What's your favorite addictive substance?

Caffeine. By far. Actually, if I had to vote, I would say it would have been nicotine, but I don't use it anymore.

Nicotine was a euphoric substance for me. Luckily, I was able to not use it. But it has these benefits: It increases cognitive performance and mood. It's complicated, nicotine. Tobacco itself, the smoke and the nitrosamines and things that are produced as a result of the ignition of those leaves, kills more people than anything else. And there are a lot of unknowns about the delivery device that most people use in vaping — not just the tobacco, but the solvents that are in it.

You bring up your marriage to your husband, which makes me wonder if being gay impacted your writing in any way?

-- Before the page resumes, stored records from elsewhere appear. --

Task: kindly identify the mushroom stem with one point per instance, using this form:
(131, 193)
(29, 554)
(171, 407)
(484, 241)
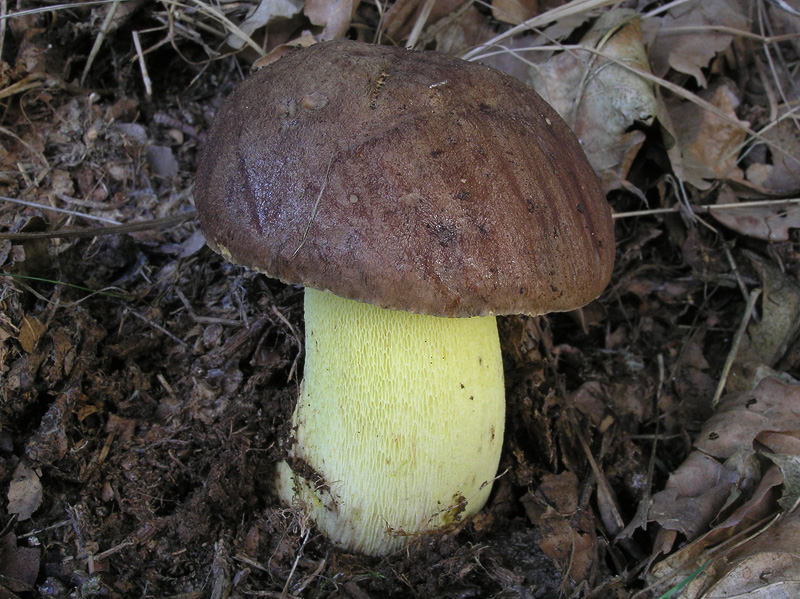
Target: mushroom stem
(399, 424)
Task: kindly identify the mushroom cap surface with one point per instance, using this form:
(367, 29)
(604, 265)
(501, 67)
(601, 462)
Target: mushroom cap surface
(409, 180)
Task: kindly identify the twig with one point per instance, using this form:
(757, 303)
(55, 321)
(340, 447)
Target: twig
(158, 327)
(707, 208)
(61, 210)
(148, 85)
(156, 223)
(314, 209)
(285, 590)
(748, 312)
(112, 10)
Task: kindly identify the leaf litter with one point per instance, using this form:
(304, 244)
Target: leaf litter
(139, 424)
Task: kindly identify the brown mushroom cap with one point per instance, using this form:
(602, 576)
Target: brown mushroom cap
(409, 180)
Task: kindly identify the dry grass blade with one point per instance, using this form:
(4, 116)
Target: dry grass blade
(158, 223)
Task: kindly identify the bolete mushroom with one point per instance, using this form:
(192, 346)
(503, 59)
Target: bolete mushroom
(415, 196)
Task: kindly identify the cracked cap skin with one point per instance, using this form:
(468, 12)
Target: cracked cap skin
(409, 180)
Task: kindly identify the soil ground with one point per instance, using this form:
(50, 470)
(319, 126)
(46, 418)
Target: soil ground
(146, 382)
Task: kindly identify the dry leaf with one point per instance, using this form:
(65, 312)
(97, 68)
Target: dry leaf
(691, 34)
(770, 222)
(514, 11)
(767, 341)
(767, 417)
(29, 333)
(265, 13)
(708, 142)
(19, 566)
(333, 15)
(783, 175)
(599, 99)
(24, 492)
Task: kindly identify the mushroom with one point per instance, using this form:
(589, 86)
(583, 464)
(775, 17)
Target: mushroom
(415, 196)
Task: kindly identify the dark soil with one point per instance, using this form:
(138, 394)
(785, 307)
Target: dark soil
(146, 382)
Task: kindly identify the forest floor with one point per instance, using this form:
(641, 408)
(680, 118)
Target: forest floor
(145, 383)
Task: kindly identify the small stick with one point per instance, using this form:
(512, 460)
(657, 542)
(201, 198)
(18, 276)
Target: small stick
(748, 312)
(148, 85)
(155, 223)
(112, 10)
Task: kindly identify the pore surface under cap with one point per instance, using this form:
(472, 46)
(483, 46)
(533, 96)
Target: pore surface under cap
(409, 180)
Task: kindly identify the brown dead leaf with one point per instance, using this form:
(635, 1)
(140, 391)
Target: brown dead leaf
(764, 567)
(566, 529)
(599, 99)
(19, 566)
(24, 492)
(783, 175)
(514, 11)
(767, 340)
(707, 142)
(265, 13)
(693, 495)
(333, 15)
(770, 222)
(29, 333)
(740, 417)
(734, 491)
(691, 34)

Maybe it did, in the sense that I definitely used nature as an escape from social interactions where I might be stressed out because I wasn't out, especially as a teenager. I would say my science has always kind of come first, though. My gayness has never been the main thing that defines me. Yet, it's inextricably a part of me, too. The science allowed me to rise above the societal challenges of being gay and fulfill an important part of my identity.

Is there another book in you?

Yeah. I'm working on a smaller book on the origin of psychedelics that magnifies some of the themes I talk about a little bit in this book. And then there's a longer book with a longer horizon on the evolution of color vision. That's also a personal story. I have a pretty severe form of red-green colorblindness, which also runs in families, except it has a very clear single gene-genetic basis, a situation unlike any of these use disorders. And in my lab, we have a research project on color vision and hummingbirds. That is why I'm going to write the book.

Any final thoughts?

man in sunglasses pointing at coral in water
Whiteman in Moorea, Tahiti, where UC Berkeley hosts students and faculty conducting research on tropical biology. Courtesy of Noah Whiteman

Well, I would say that writing this non-scholarly book was the most intellectually satisfying thing I've ever done. It allowed me to integrate across different epistemologies that I've learned, you know, from my undergraduate days as a liberal arts college student. And I would say Berkeley brought out that in me. It brought out that integration, that consilience, in me because I see Berkeley as a giant liberal arts college. It doesn't have a medical school, so it kind of is! The center of gravity is a little different than it would be at a place that's as big as Berkeley if it had a medical school. So I feel like this was a unique setting for the book to emerge. I'm grateful to my colleagues and the university and the students for inspiring me, for supporting me in the process of creating this thing.